Effect of Captopril on Baseline dorsal aortic pressure. Dorsal aortic pressure (PDA) prior to (Baseline) and 30 min following bolus, dorsal aorta infusion of 2 mg/kg Captopril (CAP). Error bars indicate SE. (* P < 0.05 compared to Baseline).

Effect of Angiotensin II on dorsal aortic pressure. Dorsal aortic pressure (PDA) prior to infusion of angiotensin II (Baseline) and the peak response of PDA to bolus, dorsal aorta infusion of 400 ng/kg of angiotensin II (ANGII 400). Error bars indicate SE. (* P < 0.05 compared to Baseline).

Dose effect of Angiotensin I on heart rate. Peak change in heart rate from baseline (ΔHR) in response to bolus, dorsal aorta infusions of angiotensin I (ANGI) at doses of 100, 400, and 1000 ng/kg, and 1000 ng/kg ANGI 30 min following infusion of Captopril (CAP). Error bars indicate SE.

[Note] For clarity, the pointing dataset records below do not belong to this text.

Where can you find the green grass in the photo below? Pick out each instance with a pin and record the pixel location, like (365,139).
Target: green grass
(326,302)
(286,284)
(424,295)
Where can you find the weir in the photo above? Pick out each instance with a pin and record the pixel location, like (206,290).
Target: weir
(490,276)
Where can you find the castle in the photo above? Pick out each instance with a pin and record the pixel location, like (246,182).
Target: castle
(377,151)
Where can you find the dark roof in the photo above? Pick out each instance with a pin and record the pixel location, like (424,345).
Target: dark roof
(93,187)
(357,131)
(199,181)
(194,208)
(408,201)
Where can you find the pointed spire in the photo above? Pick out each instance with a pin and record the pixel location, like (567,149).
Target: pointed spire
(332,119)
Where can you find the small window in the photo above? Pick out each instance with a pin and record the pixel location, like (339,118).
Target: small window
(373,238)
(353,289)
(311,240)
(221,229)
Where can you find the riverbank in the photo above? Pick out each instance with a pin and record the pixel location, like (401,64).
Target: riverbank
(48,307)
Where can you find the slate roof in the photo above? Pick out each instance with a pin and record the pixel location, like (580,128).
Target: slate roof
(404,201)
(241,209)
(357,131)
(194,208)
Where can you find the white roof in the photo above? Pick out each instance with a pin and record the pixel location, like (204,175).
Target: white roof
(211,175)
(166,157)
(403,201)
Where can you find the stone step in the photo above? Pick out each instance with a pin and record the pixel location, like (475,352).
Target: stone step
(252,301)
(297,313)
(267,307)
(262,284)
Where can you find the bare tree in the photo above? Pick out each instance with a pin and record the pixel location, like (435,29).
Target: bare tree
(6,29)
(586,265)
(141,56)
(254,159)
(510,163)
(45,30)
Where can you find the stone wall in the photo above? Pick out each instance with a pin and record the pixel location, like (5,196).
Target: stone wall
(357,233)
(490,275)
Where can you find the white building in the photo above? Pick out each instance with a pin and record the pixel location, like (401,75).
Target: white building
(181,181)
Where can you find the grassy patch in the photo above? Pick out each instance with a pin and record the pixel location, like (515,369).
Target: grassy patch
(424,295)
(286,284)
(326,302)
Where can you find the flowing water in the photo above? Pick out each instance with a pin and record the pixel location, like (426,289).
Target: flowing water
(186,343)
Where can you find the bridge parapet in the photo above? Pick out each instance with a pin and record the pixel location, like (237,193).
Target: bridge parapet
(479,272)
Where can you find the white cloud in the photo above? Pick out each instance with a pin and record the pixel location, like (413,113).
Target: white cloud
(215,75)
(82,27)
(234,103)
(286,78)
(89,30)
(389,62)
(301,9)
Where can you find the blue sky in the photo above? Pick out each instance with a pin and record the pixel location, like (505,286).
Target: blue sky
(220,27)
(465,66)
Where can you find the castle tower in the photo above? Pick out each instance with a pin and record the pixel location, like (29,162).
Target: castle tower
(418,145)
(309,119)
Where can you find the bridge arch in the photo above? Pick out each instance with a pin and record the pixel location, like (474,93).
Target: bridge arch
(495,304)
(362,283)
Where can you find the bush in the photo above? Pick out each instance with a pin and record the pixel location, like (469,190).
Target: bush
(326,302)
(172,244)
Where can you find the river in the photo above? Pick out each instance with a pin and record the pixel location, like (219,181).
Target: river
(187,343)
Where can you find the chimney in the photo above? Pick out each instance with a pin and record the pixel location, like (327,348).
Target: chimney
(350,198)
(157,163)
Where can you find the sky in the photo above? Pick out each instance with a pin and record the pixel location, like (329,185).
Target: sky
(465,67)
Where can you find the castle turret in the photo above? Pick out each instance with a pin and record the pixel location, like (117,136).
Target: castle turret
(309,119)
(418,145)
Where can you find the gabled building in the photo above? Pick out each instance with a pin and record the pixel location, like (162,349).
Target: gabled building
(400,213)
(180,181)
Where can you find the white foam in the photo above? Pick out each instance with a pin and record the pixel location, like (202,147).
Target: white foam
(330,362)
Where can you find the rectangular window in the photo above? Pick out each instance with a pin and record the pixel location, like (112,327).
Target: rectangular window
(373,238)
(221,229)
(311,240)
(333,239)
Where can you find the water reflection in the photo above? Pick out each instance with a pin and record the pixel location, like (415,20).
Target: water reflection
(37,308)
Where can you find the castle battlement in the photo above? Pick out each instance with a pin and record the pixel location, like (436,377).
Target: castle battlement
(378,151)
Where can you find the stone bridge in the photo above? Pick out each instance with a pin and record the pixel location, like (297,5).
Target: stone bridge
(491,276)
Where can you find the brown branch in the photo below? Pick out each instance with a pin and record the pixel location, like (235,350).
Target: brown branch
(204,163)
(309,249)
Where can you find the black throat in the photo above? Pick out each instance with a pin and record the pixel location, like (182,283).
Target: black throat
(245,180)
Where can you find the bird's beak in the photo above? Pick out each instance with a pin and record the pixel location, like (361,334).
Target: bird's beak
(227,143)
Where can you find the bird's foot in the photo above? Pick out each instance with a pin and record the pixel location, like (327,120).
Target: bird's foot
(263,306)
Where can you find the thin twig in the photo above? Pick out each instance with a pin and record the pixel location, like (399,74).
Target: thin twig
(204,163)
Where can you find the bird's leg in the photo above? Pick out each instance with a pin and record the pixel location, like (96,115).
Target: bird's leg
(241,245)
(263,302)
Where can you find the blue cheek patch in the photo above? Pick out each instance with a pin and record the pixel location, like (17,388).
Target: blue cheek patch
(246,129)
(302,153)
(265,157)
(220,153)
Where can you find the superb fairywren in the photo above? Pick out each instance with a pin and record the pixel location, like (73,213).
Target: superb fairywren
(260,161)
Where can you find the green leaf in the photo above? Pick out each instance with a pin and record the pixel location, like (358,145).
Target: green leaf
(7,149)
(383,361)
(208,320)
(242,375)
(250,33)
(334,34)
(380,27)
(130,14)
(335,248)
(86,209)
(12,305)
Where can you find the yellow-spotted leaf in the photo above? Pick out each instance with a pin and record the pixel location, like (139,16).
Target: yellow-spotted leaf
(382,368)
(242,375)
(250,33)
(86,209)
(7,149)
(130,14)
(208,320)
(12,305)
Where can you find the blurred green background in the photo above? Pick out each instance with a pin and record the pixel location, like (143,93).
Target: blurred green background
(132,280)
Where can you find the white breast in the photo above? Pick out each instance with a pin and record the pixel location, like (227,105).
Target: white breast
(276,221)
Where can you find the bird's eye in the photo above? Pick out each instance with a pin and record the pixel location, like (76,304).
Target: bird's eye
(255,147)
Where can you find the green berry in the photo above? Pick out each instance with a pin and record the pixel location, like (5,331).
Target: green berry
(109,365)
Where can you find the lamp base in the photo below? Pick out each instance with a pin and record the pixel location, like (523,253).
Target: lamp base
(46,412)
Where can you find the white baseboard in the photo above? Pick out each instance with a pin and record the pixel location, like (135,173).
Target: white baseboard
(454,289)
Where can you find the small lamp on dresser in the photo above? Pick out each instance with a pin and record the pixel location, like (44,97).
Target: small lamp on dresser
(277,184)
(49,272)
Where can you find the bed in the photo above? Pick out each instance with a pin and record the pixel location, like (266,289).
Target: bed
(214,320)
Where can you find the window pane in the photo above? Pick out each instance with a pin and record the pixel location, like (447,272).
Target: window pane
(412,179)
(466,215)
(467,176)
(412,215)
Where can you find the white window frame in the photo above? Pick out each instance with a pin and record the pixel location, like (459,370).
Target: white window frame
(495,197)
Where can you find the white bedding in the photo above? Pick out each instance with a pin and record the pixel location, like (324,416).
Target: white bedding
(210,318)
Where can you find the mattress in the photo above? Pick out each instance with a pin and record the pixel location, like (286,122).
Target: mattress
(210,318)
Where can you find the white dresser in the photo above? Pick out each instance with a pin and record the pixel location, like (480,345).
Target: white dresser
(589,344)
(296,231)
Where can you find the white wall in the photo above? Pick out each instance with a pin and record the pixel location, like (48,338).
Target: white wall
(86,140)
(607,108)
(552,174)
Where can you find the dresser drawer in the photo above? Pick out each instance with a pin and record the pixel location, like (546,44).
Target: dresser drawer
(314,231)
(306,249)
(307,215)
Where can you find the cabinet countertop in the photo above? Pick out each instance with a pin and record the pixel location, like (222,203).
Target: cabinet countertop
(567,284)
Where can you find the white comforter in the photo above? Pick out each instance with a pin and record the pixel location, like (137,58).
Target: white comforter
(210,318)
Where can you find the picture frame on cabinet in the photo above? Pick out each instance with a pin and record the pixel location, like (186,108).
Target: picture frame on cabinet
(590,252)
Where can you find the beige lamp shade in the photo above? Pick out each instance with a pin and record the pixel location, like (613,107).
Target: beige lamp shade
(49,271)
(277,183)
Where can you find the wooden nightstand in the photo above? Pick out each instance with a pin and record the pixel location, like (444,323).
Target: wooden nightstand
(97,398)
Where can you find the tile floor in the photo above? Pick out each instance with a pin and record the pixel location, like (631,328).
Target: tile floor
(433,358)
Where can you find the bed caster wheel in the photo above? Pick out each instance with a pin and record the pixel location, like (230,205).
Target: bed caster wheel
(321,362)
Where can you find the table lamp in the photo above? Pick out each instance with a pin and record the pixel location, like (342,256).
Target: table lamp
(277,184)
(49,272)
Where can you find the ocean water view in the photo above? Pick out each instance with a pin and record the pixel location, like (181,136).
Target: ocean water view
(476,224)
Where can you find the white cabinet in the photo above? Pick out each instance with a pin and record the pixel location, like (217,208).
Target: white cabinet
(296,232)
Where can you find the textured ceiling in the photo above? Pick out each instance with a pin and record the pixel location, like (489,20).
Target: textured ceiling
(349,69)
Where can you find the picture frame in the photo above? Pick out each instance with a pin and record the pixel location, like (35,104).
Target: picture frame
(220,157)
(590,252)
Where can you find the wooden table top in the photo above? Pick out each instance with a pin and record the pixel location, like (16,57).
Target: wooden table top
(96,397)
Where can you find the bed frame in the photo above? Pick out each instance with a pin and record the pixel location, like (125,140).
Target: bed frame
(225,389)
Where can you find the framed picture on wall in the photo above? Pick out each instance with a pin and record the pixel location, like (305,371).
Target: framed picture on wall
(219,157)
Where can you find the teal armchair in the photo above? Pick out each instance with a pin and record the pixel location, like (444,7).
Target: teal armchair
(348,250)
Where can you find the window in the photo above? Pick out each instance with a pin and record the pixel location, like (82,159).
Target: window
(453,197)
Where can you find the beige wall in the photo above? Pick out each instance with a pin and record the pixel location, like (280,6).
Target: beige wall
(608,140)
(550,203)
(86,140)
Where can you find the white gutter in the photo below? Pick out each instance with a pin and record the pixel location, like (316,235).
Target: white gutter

Effect of Captopril on Baseline heart rate. Heart rate (HR) prior to (Baseline) and 30 min following bolus, dorsal aorta infusion of 2 mg/kg Captopril (CAP). Error bars indicate SE.

Effect of Angiotensin II on heart rate. Heart rate (HR) prior to infusion of angiotensin II (Baseline) and the peak response of HR to bolus, dorsal aorta infusion of 400 ng/kg of angiotensin II (ANGII 400). Error bars indicate SE.